In the Court’s analysis of the arguments of the parties, it held that Tracer’s reference to Kenyan law in the Appendix to the Reseller Agreement cannot override the provisions of Article 9.1 and 9.2 of the Reseller Agreement. In reaching this decision, the Court considered that Clause 12 of the Appendix 11 to the Reseller Agreement cannot be the basis for determining the court with jurisdiction, as that agreement does not refer directly to the parties to the arbitration, and it was not the basis for the subject matter arbitration. Parties participated in the arbitral proceedings conducted in accordance with the provisions of Article 9.2 of the Reseller Agreement. Consequently, the provisions of clause 12 of the General Conditions of Service referred to by Tracer cannot override the provisions of Article 9.2 of the Reseller Agreement.
The Court held that the seat of Arbitration is the most preferred forum for setting aside an international award, because it promotes the efficiency in the international arbitration by enhancing the trust of parties in the process, and the Arbitrator who considered the dispute is well versed with the substance of the matter to consider the grounds for setting aside the Arbitral Award. The substantive matters are better dealt with by the court with the primary jurisdiction.
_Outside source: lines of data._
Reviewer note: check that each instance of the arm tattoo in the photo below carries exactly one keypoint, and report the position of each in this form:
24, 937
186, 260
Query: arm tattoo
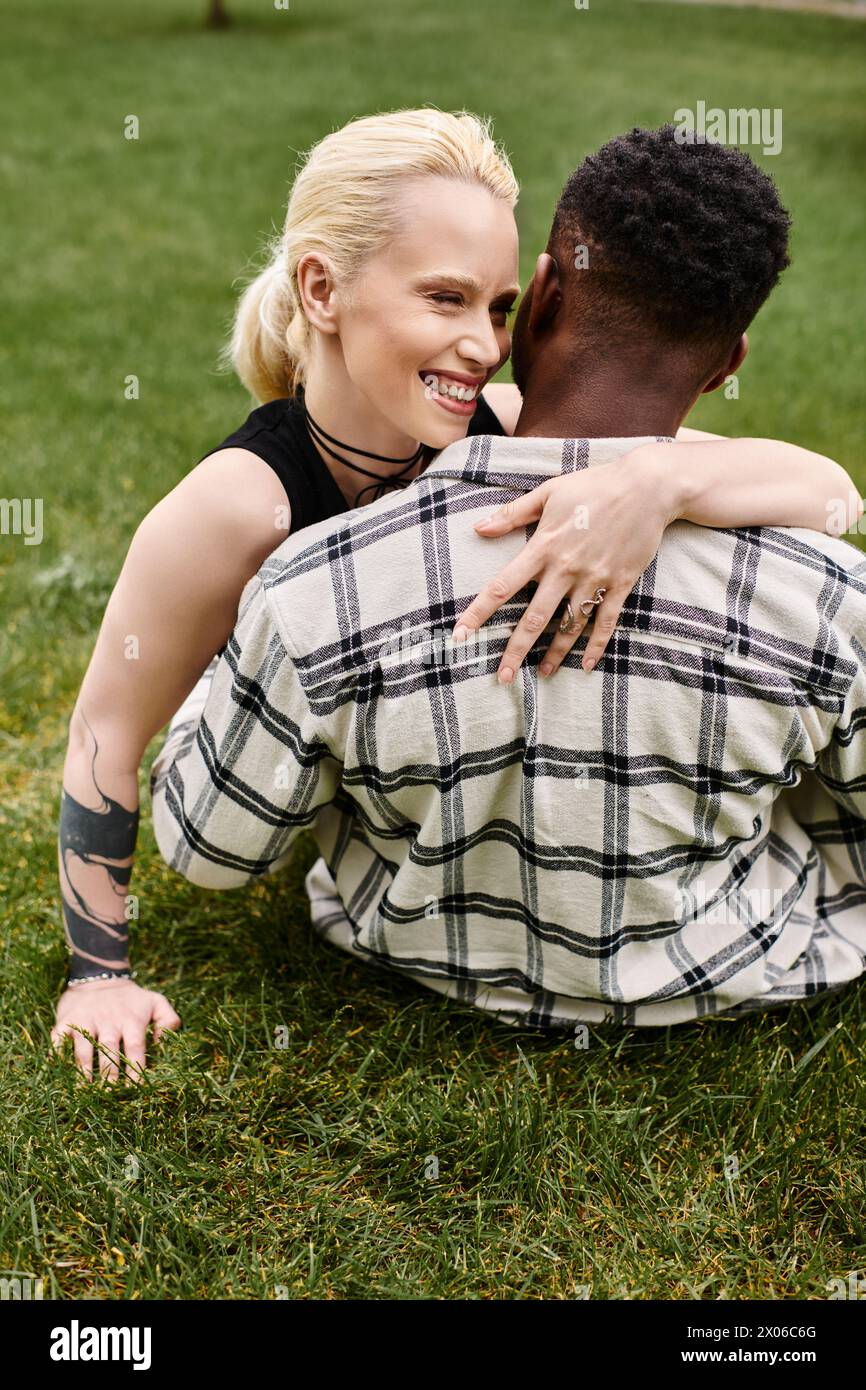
96, 849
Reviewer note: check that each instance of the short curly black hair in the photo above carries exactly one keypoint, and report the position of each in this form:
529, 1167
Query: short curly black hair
688, 236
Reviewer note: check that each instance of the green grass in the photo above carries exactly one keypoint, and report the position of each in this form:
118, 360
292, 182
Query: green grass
306, 1166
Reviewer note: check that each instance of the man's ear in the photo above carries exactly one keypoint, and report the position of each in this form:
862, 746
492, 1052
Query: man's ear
546, 293
734, 363
316, 285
Copious reference was made to the decision in Kundan Singh Construction Limited v Tanzania National Roads Agency where the Court held in a similar scenario that by section 35 of the Arbitration Act of Kenya, the High Court of Kenya is allowed to set aside both domestic and international awards. However, where the parties have by their agreement chosen another seat in relation to the arbitral proceedings and for remedies as to the challenge of the award made thereunder, that country becomes the primary jurisdiction in relation to these proceedings and not Kenya, which only has a secondary jurisdiction role in terms of recognition and enforcement of arbitral awards.
The High Court then concluded that it has no jurisdiction to hear Tracer’s Chamber Summons Application seeking to set aside the foreign arbitral Award as the seat of arbitration was outside the jurisdiction of the Court. This is more so, as the parties agreed that the Agreement, which formed the subject of Arbitration proceedings, is governed and interpreted in accordance with the substantive law of England, and all disputes would be determined under the rules of International Chamber of Commerce, while the seat of arbitration was agreed to be Paris.
The decision of the High Court of Kenya highlights the importance the courts of Kenya attach to agreements of parties. While it recognises that statutes governing arbitration in Kenya acknowledge that both international and domestic arbitral awards can be set aside by the High Court of Kenya, recourse was however given to the definite agreement of the parties which excludes the High Court of Kenya. Whilst some courts would want to jealously guide their jurisdiction and would not be prepared to surrender any such power vested in them, the Kenyan court poses a good example for arbitration friendly environment.